Topic
  • No replies
SystemAdmin
SystemAdmin
150 Posts

Pinned topic ssh timeouts in JobRunner

‏2013-03-20T21:40:27Z |
Has anyone had trouble with ssh timeouts when using the FileTransfer mechanism in JobRunner?

I've written a simple JobRunner XML script that does the exact same ssh file transfer 4 times in a row. Sometimes, the first one fails and the other 3 succeed; other times, they all succeed. Here's what one of the 4 steps looks like:

<Step id="FileTransferViaSSH1" description="File transfer 1" type="Process" programName="FileTransfer" programType="java" active="true">
<Parameters>
<Parameter type="ssh"/>
<Parameter serverName="my.remote.server.hostname"/>
<Parameter userId="root"/>
<Parameter userPassword="myencryptedrsapassphrase"/>
<Parameter KeyStoreFileName="/root/.ssh/id_rsa"/>
<Parameter from="ssh:///var/IBM/TSAM/metering/dummy.txt" to="file:///tmp/dummy.txt" action="Copy" overwrite="true"/>
</Parameters>
</Step>

When it fails, the error looks like this:

3/20/13 16:53:34.309: INFORMATION COPY 'ssh:///var/IBM/TSAM/metering/dummy.txt' TO 'file:///tmp/dummy.txt' (overwrite: true)
3/20/13 16:53:34.309: INFORMATION Key store File Name: /root/.ssh/id_rsa
3/20/13 16:54:04.418: INFORMATION AUCCM5009E An attempt to connect to the following server failed: my.remote.server.hostname. Verify that the server is running, and then check all the required parameters: server name, port number, proxy server name, proxy port, proxy user ID and password.
3/20/13 16:54:04.421: ERROR AUCJR0013E An attempt to run the following step failed: FileTransferViaSSH1. Check the trace messages for additional details.

Notice the time difference between the 2nd and 3rd messages -- almost exactly 30 seconds. That's why I think some kind of timeout is occurring. There's no way I've coded this wrong, because as I said, sometimes all 4 transfers work, and sometimes 3 out of 4 work. When it does work, each step takes maybe 2 seconds (not 30).

I know of no way to configure an ssh time limit for TUAM. Does it just use the underlying ssh mechanism of the OS (I'm running SuSE Linux), or does it have its own Java-based ssh? It would not surprise me if the latter is the case, because I set up a similar job that ran a Perl script that invoked the ssh command, and it never failed. Another variable is that with the Perl script, I was using an ssh key without a passphrase. With the TUAM FileTransfer, the ssh key has a passphrase, and it's encrypted in the JobRunner XML.

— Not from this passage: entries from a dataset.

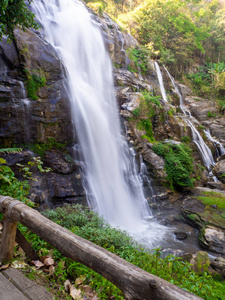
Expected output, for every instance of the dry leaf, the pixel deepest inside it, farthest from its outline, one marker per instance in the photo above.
(38, 264)
(80, 280)
(86, 289)
(49, 261)
(51, 270)
(75, 293)
(4, 267)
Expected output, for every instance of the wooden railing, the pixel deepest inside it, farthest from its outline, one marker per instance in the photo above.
(135, 283)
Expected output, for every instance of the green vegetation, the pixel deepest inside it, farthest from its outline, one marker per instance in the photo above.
(213, 198)
(34, 82)
(88, 225)
(11, 186)
(144, 114)
(178, 163)
(51, 143)
(12, 14)
(140, 57)
(209, 81)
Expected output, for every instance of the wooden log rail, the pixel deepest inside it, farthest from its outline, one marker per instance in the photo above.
(135, 283)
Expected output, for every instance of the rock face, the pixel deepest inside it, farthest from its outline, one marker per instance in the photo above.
(25, 121)
(219, 170)
(208, 218)
(45, 122)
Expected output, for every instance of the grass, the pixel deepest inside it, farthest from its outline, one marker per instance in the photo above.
(90, 226)
(213, 198)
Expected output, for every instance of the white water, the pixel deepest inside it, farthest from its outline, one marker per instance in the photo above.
(111, 180)
(204, 150)
(160, 79)
(220, 150)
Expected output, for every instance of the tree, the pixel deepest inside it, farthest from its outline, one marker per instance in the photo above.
(13, 13)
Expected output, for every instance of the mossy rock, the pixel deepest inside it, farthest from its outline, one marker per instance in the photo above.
(200, 262)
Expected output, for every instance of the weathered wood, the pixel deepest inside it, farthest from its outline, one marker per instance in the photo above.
(135, 283)
(8, 240)
(8, 291)
(30, 252)
(29, 288)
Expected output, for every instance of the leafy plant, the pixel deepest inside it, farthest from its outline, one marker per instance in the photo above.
(34, 82)
(140, 56)
(11, 186)
(178, 163)
(14, 13)
(87, 224)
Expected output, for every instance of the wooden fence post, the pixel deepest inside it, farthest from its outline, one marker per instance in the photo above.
(8, 240)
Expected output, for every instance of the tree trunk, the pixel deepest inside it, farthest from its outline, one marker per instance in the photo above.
(135, 283)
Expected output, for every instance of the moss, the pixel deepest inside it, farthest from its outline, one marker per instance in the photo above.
(40, 148)
(178, 163)
(34, 82)
(213, 198)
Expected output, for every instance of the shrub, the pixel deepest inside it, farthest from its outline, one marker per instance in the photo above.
(178, 163)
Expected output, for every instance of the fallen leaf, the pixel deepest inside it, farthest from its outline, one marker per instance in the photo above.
(75, 293)
(4, 267)
(49, 261)
(67, 286)
(38, 264)
(21, 253)
(19, 264)
(80, 280)
(51, 270)
(86, 288)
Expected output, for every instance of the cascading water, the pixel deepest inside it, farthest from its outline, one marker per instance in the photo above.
(111, 181)
(204, 150)
(160, 79)
(220, 150)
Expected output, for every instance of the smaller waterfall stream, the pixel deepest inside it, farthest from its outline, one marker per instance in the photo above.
(204, 150)
(160, 79)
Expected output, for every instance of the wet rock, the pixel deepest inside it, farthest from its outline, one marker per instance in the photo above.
(209, 220)
(174, 252)
(133, 101)
(216, 185)
(219, 170)
(185, 90)
(12, 159)
(126, 78)
(59, 162)
(201, 108)
(156, 163)
(35, 54)
(200, 261)
(9, 53)
(213, 238)
(180, 235)
(52, 187)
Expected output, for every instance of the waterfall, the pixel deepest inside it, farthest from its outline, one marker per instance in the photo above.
(111, 181)
(204, 150)
(220, 150)
(160, 79)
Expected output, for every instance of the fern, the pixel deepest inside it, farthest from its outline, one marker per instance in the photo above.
(11, 150)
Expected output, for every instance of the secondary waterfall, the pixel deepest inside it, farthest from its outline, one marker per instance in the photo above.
(111, 181)
(204, 150)
(160, 80)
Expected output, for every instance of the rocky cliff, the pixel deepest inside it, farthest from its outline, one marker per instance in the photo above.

In any case, it's acting like the remote ssh daemon is "sleepy", and has to be nudged awake (silly, but that's how it looks). This also could be a network issue, which would be way over my head. I've seen cases in other environments where a network configuration issue caused communications to sometimes work and sometimes fail. But if that's the case, why did my Perl/ssh approach never fail?